After a very brief opening segment that laid down the phone’s specs, the rest of the hour-long presentation was about showing scenarios in which the phone’s features could make life easier, all in keeping with Samsung’s tag line for the phone, “Life companion.” Or as Samsung’s J.K. Shin said on stage, “Our focus is on how tech fits into life, not on specs.”
It’s right for Samsung to do that. The story of the last couple of decades of the technology industry is how most companies have marketed tech for tech’s sake rather than actually explaining why people would want to use a new product. And it’s also an advantage for Samsung, since it can use its massive marketing budget to promote features it has created and that go beyond the stock features on Android.
Oh, yes, Android: The Galaxy S 4 runs Android 4.2.2 (Jelly Bean), the latest and greatest version. And yet the word “Android” was uttered only once during the entire program, during a section on the Knox security feature. And Google, the maker of Android? Nary a word.
IDGNS

Samsung isn’t interested in being the brand chosen by a phone buyer who is shopping for an Android phone. It wants people to want Samsung phones, to want Galaxy devices. That it’s Android under the surface is almost immaterial, at least in the marketing: A fusillade of Samsung-only features is the thing that make it different. There’s S Voice and the new S Voice Drive, Dual Camera, Drama Shot, S Translator, Smart Pause, Smart Scroll, Story Album, Home Sync, and S Health (which comes with an entire line of accessories). That’s just the start.
The implication is clear. Sure, Samsung’s always going to take whacks at Apple.

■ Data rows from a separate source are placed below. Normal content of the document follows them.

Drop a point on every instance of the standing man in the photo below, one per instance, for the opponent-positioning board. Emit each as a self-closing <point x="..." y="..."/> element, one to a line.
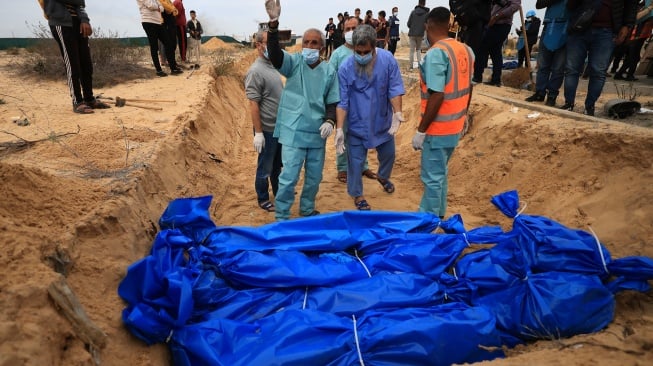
<point x="416" y="29"/>
<point x="371" y="90"/>
<point x="181" y="28"/>
<point x="357" y="15"/>
<point x="263" y="88"/>
<point x="446" y="91"/>
<point x="472" y="16"/>
<point x="306" y="115"/>
<point x="336" y="60"/>
<point x="551" y="52"/>
<point x="394" y="30"/>
<point x="495" y="36"/>
<point x="70" y="27"/>
<point x="195" y="30"/>
<point x="329" y="31"/>
<point x="382" y="31"/>
<point x="532" y="25"/>
<point x="151" y="20"/>
<point x="594" y="40"/>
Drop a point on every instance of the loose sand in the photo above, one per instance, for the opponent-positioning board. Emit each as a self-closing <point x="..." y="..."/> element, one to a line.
<point x="92" y="198"/>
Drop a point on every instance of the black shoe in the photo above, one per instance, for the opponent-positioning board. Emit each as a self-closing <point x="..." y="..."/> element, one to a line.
<point x="568" y="107"/>
<point x="550" y="101"/>
<point x="537" y="97"/>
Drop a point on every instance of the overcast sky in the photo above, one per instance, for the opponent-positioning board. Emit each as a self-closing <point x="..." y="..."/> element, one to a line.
<point x="236" y="18"/>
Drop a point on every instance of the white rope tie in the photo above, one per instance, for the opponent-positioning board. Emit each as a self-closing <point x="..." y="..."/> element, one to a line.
<point x="598" y="245"/>
<point x="169" y="336"/>
<point x="466" y="241"/>
<point x="358" y="347"/>
<point x="362" y="264"/>
<point x="522" y="210"/>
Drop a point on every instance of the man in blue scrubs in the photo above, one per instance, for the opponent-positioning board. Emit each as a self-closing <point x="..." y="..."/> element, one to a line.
<point x="371" y="90"/>
<point x="306" y="115"/>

But it’s also taking lots of whacks at the entire rest of the Android ecosystem. The goal is to portray the rest of Android as nothing but a watered-down Galaxy.

Let’s put on a show

As much as I can praise Samsung for going beyond specs to focus on real-life scenarios, and as fascinated as I am by its attempts to put Android in the rearview, I can’t let the actual presentation go. It was weird. In honor(?) of being at Radio City Music Hall, the bulk of the show was a combination between an off-Broadway show and an infomercial. There was a tap-dancing kid. A sportscar mounted on its side. A hot Brazilian girl. An actor squabbling with his crusty agent. A mysterious woman with gloves. A cadre of girlfriends in Miami who drank, danced, ogled a shirtless man, and oohed and aahed about colored phone accessories.
IDGNS

As someone who has sat through a whole bunch of two-hour, butt-numbing tech presentations, I salute Samsung for creating something that was colorful, loud, and frequently surprising. In the end, though, I felt the style washed away the substance. In creating a kitschy stage show about those Miami girlfriends and that precocious kid and those two backpacker bros, Samsung took the focus off its phone. I got to see many Galaxy S 4 features in action, which is great, but I was left a little confused and wanting more.
Still, there’s no doubt that the two biggest names in smartphones are Apple and Samsung. Not Apple and Google. Not iOS and Android. Apple and Samsung. Apple would tell you so, and no matter the protestations of Google and the other Android phone makers, Samsung would tell you the same thing. Thursday’s event was about everything Samsung’s phones do that no other phone does—not just the iPhone, but all its Android competition, too.